Sur le même thème, le généticien Francisco Rothammer (2010), docteur en Sciences de l’Université du Chili le vérifie :

« Par rapport au mélange indigène, l’académie présenta une étude qui signale les pourcentages de ce mélange divisé par niveau socio-économiques. L’étude montra que dans le niveau socio-économique haut, le mélange indigène atteint

27%, tandis qu’il représente 32% dans le secteur moyen et le secteur bas est le plus influencé par le mélange indigène, avec 52% de la population ».

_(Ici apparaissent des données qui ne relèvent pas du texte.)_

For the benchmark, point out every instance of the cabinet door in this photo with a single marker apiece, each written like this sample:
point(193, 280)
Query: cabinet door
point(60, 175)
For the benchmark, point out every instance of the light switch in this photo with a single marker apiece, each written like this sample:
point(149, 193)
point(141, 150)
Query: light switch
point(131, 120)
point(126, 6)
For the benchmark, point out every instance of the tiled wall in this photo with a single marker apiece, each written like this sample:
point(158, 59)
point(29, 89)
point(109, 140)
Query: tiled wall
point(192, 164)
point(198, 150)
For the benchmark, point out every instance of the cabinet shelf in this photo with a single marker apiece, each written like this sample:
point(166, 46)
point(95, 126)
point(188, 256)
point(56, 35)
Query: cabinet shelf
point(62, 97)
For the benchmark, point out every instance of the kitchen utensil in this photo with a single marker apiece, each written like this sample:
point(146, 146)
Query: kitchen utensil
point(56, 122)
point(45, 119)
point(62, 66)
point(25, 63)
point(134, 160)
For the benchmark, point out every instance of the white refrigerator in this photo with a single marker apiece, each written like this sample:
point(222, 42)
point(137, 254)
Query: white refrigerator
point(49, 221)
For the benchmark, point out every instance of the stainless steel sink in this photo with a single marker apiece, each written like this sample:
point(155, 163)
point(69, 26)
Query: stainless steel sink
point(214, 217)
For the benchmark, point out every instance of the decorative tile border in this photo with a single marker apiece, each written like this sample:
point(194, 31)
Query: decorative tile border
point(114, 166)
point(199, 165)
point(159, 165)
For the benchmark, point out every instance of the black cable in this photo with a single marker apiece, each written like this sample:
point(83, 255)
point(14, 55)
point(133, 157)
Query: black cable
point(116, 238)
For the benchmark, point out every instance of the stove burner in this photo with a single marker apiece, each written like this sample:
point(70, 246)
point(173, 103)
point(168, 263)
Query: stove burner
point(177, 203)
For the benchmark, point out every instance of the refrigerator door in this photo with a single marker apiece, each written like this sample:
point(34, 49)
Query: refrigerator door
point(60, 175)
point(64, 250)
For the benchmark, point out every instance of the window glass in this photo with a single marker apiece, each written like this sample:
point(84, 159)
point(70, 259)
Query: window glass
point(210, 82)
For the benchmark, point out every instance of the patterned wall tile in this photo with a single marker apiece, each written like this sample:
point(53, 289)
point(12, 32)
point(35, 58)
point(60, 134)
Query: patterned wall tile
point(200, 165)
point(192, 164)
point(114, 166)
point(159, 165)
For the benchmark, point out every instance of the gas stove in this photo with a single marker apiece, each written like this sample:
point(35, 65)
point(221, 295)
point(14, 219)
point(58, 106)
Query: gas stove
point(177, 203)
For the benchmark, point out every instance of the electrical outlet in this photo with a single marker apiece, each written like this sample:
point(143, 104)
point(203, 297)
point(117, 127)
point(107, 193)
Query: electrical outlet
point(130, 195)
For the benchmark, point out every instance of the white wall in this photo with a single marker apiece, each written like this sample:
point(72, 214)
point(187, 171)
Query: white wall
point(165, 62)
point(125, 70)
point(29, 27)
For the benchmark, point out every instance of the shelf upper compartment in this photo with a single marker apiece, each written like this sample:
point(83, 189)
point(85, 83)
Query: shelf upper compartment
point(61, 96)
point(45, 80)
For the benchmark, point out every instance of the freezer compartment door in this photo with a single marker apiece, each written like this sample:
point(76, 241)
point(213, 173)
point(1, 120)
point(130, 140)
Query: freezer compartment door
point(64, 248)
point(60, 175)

Le scientifique croit que ce haut pourcentage de mélange indigène dans les secteurs bas est principalement dû à la ségrégation historique qu’il y a eu avec les indigènes et les métisses, depuis la période de la Couronne espagnole jusqu’à nos jours, ce qui est arrivé à son terme dans les divers espaces publics. Ceci est réaffirmé par Luis VITALE (2000) : « Les encomiendas d’indiens,

l’encaissement des tributs, l’esclavage ouvert ou déguisé, l’appropriation des terres et le confinement des indiens dans des villages, associé aux maladies transmissibles et à une évangélisation implacable, sont des procédés connus de cette conquête et de la colonisation espagnole ».

Ce que décrivit Alejandro Saavedra (2002) dans Les Mapuche dans la société

« chilienne actuelle » est qu’à partir du XIXème siècle, dans la république, les mêmes encomenderos, grands propriétaires terriens et agriculteurs, maintinrent le régime colonial de relations avec les Mapuche.